Getting by here demands a rugged resilience from Kibera's inhabitants -- a willingness to help their neighbors, and group together in times of need. But the everyday challenges of life here haven't been a barrier to local people expressing themselves. The slum is also home to the Kibera Film School, which gives local creative talent the opportunity to tell stories about their world to a broader audience.
To understand their stories, you first have to understand the conditions they live in. Ronald Omondi, a Kibera resident and film-maker who captures the street life of these poor neighborhoods in his movies, has offered me a tour of the settlement to give an insight into some of the challenges faced here.
Kibera began more than a century ago as an informal settlement in the forests outside Nairobi, where the British colonial authorities gave allocations of land to Sudanese Nubian soldiers returning from service with the King's African Rifles. From these small, forested plots, a vast settlement has sprung in an haphazard, unplanned way, leaving residents without access to fresh running water in their homes.
"The pipes that supply clean water to the slums are broken," says Omondi. Instead, the locals have rigged pipes to the city water supply. They collect water rations in containers wherever they can find it: From overflowing dams during the rainy season, as well as burst pipes.
"When pipes burst like this, some get (it) free and some are paying for it," says Omondi.
A similar approach is taken to bring electricity into homes, with residents rigging up their own unofficial connections to city power lines to power their homes.
Because the inhabitants of Kibera are among Nairobi's poorest, the goods in its markets are sold at very low price points. Cigarettes are sold singly, and most of the clothes for sale are second-hand: A pair of used jeans can be bought for about $2.

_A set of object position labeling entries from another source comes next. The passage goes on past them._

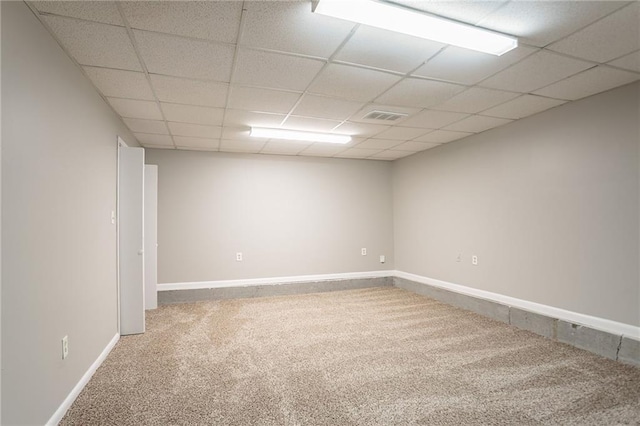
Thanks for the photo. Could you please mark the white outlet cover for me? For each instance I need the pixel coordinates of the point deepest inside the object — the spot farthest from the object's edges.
(65, 347)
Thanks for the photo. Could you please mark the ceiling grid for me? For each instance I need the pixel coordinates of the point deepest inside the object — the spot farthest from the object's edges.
(198, 75)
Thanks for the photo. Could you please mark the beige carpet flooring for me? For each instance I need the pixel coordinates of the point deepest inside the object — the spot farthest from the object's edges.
(379, 356)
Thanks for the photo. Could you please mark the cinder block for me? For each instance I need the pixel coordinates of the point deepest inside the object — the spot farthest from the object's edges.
(629, 352)
(539, 324)
(596, 341)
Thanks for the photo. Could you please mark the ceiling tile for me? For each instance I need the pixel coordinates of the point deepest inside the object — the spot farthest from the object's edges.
(248, 146)
(324, 107)
(323, 150)
(467, 66)
(284, 148)
(189, 18)
(414, 146)
(169, 55)
(477, 124)
(536, 71)
(275, 71)
(523, 106)
(442, 136)
(91, 43)
(121, 84)
(240, 133)
(378, 144)
(467, 11)
(292, 27)
(146, 126)
(132, 108)
(616, 35)
(387, 49)
(416, 92)
(151, 139)
(401, 133)
(391, 155)
(195, 130)
(588, 83)
(238, 117)
(541, 22)
(432, 119)
(262, 100)
(343, 81)
(98, 11)
(476, 99)
(357, 153)
(197, 143)
(192, 114)
(629, 62)
(180, 90)
(310, 124)
(361, 129)
(152, 146)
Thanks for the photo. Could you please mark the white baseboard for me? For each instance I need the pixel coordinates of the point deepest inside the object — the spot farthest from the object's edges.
(597, 323)
(601, 324)
(272, 280)
(66, 404)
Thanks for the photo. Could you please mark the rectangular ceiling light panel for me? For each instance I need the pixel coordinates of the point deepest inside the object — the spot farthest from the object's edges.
(407, 21)
(295, 135)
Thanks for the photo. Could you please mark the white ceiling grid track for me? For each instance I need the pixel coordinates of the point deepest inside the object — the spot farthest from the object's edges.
(198, 75)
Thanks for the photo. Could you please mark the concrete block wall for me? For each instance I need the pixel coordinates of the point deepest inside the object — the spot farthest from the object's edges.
(613, 346)
(616, 347)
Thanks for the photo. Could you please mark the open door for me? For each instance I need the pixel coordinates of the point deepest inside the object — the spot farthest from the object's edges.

Homes are built of a mixture of concrete, mud and wood, often by the labor of locals pitching in to help each other. There are no toilets inside.
"People come together because they like helping each other," says Omondi. "Some decide to build a house because (there's) no employment around."

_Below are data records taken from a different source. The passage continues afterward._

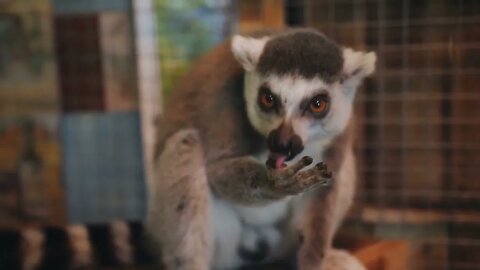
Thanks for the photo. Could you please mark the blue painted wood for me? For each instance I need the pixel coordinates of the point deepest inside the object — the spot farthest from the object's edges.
(103, 166)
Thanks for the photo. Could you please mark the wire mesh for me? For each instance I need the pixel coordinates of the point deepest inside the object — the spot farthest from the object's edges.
(417, 123)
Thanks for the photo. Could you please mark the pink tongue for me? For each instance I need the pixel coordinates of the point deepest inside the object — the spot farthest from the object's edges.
(279, 161)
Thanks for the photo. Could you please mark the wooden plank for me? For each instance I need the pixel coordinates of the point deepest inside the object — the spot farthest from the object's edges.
(385, 255)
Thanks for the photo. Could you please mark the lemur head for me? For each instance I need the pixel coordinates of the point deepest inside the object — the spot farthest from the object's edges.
(299, 88)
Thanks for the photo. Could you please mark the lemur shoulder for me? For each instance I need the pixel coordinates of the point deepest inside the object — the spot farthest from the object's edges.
(233, 188)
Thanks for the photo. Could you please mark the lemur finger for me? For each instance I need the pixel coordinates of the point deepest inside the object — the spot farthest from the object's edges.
(307, 184)
(294, 168)
(322, 168)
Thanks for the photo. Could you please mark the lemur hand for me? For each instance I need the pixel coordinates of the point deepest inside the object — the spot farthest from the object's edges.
(291, 181)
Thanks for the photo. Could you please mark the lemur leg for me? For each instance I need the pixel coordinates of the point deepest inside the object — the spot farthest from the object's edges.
(244, 180)
(179, 220)
(324, 216)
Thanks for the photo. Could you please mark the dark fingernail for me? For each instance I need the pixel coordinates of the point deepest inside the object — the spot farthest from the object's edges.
(320, 166)
(307, 160)
(270, 163)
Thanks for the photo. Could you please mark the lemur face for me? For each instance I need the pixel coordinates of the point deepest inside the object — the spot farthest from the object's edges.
(299, 88)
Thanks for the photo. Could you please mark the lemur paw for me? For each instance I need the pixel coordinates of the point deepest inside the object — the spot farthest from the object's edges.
(290, 180)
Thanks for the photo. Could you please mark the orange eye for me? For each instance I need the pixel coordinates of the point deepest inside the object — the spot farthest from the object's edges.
(266, 100)
(319, 105)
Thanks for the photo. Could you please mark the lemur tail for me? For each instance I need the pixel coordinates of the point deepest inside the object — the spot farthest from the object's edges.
(74, 247)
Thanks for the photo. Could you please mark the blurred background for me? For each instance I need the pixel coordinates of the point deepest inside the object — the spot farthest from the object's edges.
(81, 83)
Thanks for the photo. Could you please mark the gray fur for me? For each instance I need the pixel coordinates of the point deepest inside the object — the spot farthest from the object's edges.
(220, 169)
(302, 52)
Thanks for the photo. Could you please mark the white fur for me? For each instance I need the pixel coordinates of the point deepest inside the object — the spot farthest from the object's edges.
(232, 225)
(32, 248)
(248, 50)
(356, 66)
(227, 229)
(82, 250)
(292, 90)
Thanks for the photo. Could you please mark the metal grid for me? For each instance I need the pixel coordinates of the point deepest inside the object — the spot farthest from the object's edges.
(417, 124)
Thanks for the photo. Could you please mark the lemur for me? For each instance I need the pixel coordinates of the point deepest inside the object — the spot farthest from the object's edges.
(233, 184)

Some of those underemployed residents are finding an outlet through the Kibera Film School. The school was founded by American film-maker Nathan Collett, who came to Nairobi in 2006 to research African storytelling. In collaboration with locals, he made a short film, "Kibera Kid," which went on to win a number of international awards.

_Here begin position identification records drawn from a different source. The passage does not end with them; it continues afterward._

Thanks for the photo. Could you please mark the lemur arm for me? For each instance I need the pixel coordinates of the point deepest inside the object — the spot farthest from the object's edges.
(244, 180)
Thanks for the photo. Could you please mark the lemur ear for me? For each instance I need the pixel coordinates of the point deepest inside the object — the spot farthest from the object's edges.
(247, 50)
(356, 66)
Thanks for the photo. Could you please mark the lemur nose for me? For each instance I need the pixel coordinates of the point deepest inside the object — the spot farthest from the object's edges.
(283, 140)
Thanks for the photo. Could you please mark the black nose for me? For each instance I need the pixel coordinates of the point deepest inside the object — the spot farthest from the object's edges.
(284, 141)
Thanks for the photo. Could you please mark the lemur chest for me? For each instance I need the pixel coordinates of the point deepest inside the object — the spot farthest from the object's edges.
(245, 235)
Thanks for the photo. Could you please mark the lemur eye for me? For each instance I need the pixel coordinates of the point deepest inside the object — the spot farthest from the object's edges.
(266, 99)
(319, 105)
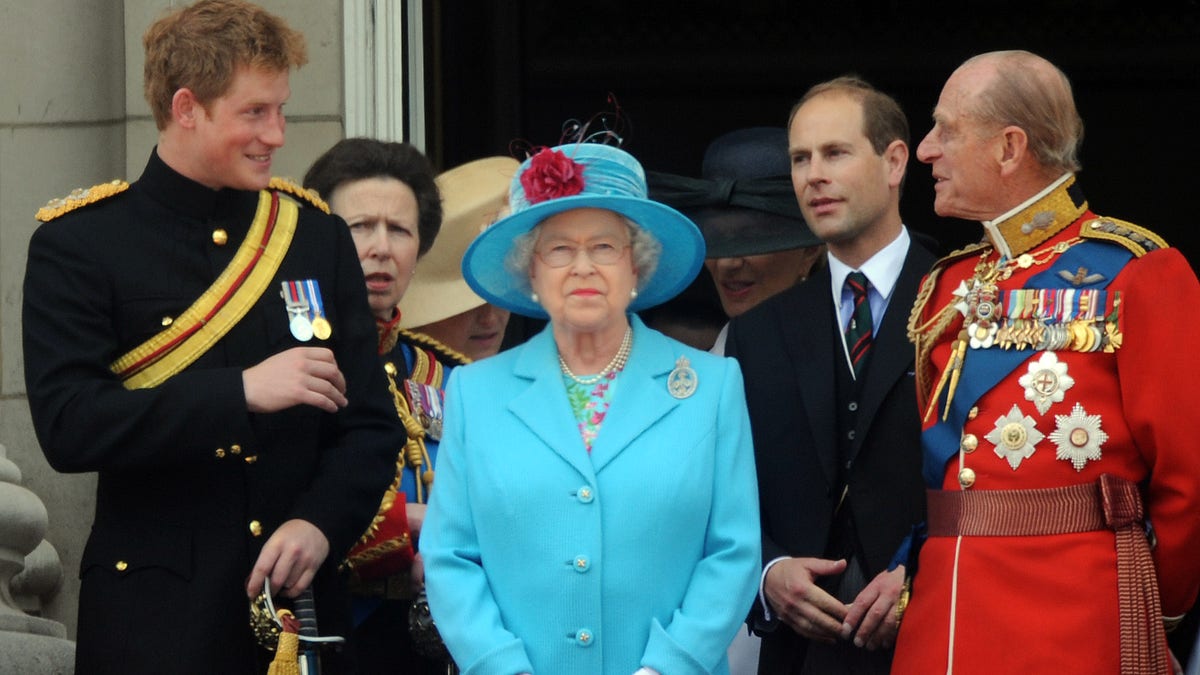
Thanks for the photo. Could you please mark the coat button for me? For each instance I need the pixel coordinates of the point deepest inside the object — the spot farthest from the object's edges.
(969, 443)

He subsequently launched a non-profit to start the Kibera Film School in 2009, with the aim of providing local people a chance to tell their stories through film, and gain the skills to work in the local film and television industries.
Omondi once made a living selling CDs while he studied electrical installation at a local technical institute, before he heard about the opportunity to train at the school.
"I realized I have a lot of talent in camera work and filming, and that's when I applied," he said.
Having discovered his passion for film-making, Omondi has made a number of projects -- documentaries about schools, commercials, and a feature film on the gangster scene.
And today, he has returned to the school to teach photography. "I feel like I want to use this talent to give back to the community," he says.
Many other graduates have gone on to successful careers in the industry.
"They found the right way, and the right channel to follow," he said. "Most of them are working in big companies with(in the) film production industries."
He said the school was "transforming lives of people living in slums... How they think and want their thoughts to be seen visually."
As for him? "I think it's changing my life," he said. "I see big changes."